All information is gathered directly via the HTTP server of the wiki and allows keeping the network traffic low. So, if you decide to provide a local mirror, please do not just crawl our wiki and the Fahrplan but just download the provided packages.

Downloading a Fahrplan-Dump

You can find a file telling you the current version and the link to download the Fahrplan at http://events.ccc.de/congress/2016/wiki/../Fahrplan/version. While crawling the Fahrplan might provide incomplete data, this package always contains the raw data provided by the frab.

The content of the file looks like this:

VER: 2014-12-08 15:58 - en: Version 0.91b 2014: A Congress Odyssee
URL: http://events.ccc.de/congress/2015/Fahrplan/b5e0dab9-72ed-4295-bb0b-855c89efc01b.tar.gz

The first line beginning with "VER: " always tells you about the time of the last export, the locales of the export and the current version. The last line, always beginning with "URL: " tells you, where to download the dump of the Fahrplan as tar.gz and will provide a full URI.

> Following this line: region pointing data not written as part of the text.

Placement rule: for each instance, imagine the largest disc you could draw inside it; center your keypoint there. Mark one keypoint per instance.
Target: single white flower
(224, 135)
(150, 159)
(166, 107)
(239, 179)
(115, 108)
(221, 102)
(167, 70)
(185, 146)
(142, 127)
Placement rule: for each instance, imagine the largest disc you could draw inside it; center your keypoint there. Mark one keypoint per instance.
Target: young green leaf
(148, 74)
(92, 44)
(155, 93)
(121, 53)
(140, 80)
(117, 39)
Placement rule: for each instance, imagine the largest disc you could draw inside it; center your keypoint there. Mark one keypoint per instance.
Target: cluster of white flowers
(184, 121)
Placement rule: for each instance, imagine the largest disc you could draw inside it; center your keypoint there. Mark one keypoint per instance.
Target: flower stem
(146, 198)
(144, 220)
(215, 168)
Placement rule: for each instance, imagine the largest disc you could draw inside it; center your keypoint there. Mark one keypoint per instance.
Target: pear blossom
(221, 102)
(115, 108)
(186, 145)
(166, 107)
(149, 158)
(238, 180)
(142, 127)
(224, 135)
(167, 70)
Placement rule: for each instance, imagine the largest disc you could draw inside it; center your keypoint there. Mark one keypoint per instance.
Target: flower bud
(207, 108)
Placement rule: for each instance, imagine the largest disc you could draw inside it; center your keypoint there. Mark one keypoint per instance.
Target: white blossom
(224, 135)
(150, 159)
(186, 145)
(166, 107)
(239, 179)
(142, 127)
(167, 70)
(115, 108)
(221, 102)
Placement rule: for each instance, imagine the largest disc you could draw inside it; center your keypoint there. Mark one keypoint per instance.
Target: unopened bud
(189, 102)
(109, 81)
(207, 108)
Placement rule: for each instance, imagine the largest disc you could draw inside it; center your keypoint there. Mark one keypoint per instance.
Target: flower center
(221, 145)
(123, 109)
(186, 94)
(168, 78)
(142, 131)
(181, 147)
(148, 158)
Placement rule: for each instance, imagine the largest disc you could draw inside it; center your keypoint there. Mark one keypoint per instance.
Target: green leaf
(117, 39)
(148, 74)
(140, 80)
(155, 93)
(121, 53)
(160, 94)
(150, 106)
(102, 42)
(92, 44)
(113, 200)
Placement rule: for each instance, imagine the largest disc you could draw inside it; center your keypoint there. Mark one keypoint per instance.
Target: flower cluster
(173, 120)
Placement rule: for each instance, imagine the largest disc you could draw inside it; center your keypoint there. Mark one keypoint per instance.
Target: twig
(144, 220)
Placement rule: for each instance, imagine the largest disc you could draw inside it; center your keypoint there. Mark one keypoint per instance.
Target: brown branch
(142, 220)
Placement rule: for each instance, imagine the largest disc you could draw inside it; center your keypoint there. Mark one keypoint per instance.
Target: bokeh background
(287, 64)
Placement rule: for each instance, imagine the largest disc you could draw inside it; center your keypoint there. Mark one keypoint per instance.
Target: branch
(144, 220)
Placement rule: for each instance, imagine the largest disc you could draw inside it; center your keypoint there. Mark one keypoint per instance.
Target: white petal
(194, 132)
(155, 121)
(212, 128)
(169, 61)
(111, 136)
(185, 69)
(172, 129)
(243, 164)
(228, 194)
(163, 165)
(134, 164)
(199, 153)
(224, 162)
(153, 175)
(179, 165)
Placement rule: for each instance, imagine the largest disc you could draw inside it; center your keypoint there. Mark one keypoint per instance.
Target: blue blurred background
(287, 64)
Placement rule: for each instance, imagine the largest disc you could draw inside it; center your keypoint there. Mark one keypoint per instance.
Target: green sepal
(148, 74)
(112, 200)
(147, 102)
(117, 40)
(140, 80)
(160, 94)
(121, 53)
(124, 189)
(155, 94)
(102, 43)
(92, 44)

This allows you to create a script to automatically dump the Fahrplan and extract it on a different location and also ensures that you always retrieve a clean version of the fahrplan while a crawl might happen during an update of the Fahrplan and might contain inconsistent data and broken links.

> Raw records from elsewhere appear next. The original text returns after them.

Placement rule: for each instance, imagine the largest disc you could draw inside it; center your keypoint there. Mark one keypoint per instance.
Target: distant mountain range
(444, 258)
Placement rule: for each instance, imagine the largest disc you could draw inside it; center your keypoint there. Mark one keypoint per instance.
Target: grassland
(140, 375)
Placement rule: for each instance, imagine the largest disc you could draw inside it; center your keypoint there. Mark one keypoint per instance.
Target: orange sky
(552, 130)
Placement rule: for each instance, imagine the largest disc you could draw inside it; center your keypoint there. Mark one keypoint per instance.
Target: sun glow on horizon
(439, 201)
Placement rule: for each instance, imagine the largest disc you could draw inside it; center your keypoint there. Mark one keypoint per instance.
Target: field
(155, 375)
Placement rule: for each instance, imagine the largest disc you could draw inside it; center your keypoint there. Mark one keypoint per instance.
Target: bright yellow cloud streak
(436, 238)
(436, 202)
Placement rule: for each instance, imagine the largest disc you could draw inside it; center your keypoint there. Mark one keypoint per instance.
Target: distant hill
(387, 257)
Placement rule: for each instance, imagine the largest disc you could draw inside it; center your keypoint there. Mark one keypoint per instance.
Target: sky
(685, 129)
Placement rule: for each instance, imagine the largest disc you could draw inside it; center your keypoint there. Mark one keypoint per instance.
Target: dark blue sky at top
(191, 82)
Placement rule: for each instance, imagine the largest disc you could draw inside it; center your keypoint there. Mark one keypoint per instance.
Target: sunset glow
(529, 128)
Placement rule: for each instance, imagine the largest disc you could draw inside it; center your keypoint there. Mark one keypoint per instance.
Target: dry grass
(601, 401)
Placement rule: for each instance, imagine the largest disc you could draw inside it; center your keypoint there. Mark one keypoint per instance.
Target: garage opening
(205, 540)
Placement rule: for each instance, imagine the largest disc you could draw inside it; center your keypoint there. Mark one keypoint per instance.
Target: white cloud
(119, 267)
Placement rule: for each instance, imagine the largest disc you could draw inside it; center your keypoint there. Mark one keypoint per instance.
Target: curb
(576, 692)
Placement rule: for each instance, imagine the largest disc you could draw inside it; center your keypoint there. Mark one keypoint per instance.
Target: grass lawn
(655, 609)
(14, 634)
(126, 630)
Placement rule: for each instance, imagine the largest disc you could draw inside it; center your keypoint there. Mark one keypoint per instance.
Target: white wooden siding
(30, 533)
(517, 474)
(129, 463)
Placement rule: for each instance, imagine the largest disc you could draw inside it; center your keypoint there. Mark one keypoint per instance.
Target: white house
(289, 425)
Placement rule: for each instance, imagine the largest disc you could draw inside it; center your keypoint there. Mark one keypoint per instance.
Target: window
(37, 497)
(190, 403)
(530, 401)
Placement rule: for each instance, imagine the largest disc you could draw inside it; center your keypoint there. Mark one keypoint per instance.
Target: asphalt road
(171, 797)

It might also be a good idea to full this file for apps using the JSON, XML or iCal format of the Fahrplan in oder to know, if anything might have changed. There won't be any changes without the file beeing updated as the structure itself is just a static export of the Fahrplan und the information within the file itself is used as a reference for a fresh download.

Downloading a Wiki-Dump

Downloading a dump of the wiki works in the same way. You find a version file at http://events.ccc.de/congress/2016/wiki/version. As the wiki does not have a version, a UUID is used as version information instead.

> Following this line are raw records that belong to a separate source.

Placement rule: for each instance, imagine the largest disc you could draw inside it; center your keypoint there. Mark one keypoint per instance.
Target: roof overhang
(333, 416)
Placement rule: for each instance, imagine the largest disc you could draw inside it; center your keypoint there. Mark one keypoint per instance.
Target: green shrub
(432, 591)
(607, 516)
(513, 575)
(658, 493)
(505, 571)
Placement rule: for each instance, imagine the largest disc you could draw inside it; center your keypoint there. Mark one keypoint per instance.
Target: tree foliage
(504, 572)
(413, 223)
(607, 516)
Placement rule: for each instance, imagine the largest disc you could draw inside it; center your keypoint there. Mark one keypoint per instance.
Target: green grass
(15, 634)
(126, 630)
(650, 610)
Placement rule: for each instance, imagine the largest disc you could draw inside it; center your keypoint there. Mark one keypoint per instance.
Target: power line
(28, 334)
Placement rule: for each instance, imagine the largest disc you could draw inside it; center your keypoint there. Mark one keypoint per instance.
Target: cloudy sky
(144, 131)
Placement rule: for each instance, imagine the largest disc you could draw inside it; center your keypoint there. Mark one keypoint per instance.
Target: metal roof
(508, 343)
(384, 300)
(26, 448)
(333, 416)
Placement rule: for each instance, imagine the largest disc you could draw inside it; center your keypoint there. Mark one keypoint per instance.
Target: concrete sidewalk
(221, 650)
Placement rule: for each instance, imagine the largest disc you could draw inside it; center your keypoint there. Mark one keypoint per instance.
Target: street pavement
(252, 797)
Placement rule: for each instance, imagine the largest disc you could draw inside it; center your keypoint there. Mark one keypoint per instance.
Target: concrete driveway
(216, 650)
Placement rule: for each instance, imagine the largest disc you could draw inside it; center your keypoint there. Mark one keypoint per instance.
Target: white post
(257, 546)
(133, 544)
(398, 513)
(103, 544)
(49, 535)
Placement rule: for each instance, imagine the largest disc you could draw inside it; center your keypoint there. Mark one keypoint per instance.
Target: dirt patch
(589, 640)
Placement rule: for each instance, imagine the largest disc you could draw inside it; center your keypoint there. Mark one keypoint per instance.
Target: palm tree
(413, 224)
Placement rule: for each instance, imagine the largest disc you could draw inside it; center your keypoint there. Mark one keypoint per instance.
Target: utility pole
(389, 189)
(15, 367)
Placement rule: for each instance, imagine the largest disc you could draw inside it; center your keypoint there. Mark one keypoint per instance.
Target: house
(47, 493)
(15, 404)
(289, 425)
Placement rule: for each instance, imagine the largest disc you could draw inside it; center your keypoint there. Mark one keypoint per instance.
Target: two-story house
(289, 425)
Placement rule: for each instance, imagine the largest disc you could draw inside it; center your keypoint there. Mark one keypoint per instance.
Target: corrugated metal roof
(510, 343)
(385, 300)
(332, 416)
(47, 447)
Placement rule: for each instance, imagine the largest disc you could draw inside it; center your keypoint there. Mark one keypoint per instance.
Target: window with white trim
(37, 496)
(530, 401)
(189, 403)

The version file looks like that:

VER: b656e7f2-d50d-4c6c-9b0c-02ce8e7dcc70
URL: http://events.ccc.de/congress/2015/wiki/download.b656e7f2-d50d-4c6c-9b0c-02ce8e7dcc70.tgz

A full dump of the wiki is provided every three hours. You can download the file if the version has changed from the URL given in the last line of the file. The archive file contains the /wiki directory providing a structure of hashed files. It also contains a /wiki/index.php that hashes the URLs and opens the appropriate file and presents it to the browser. This should be easy to replace it by a python, ruby or whatever implementation and should even be easy to load to a database system.